We had reached the gate. It was hardly a 10-minute walk, but he had given me a new perspective to look towards the coming opportunities.
We walked him out of the gate, shook his hand and said him goodbye. He walked a few steps ahead, turned back, put a serious face on and called me back. “
“Abhishek, there is another component to the PWC framework – another, hidden ‘P’. And it is the filtering criteria – you can’t even apply this framework, if you can’t even apply the framework” – oh man, he is so good with his theatrics.

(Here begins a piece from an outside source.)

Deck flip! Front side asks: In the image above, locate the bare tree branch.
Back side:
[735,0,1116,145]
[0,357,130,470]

“And that hidden ‘P’ is, Passion! If you don’t feel about your job, if you don’t like what you’ll be doing, if you aren’t passionate about that work or industry – then hell with the PWC framework – a great consulting company can fit PWC framework, but then, you might not be born to do consulting at all. Always listen to your heart first, and then apply the mind!”
He put up a content smile on his face, looked at me, and walked away calmly.
I turned away from the gate as well, trying to remember all he had taught me in that 10-minute walk. The smile has returned on my face, after such a long time. I happily sipped the Chai in my hand – which was as cold as the storm in my mind now!
“And that’s it with my presentation. Now I’ll give the floor to Abhishek, as he’ll share his thoughts about the company and campus placements in general.”
My manager had wrapped up the presentation in 20 minutes, as he had said he would. I smiled at him, went near the podium in the classroom and looked up. I could see 30 odd faces, some filled with tension and uneasiness, looking at me with sleepy eyes and a straight face. My manager was puzzled by my silence, as I could read his glance asking, “Do you have any idea about what you are going to speak now?”
I took a deep breath, turned my face serious and said in a deep voice, “It’s quite simple. All you guys need to do is apply PWC!”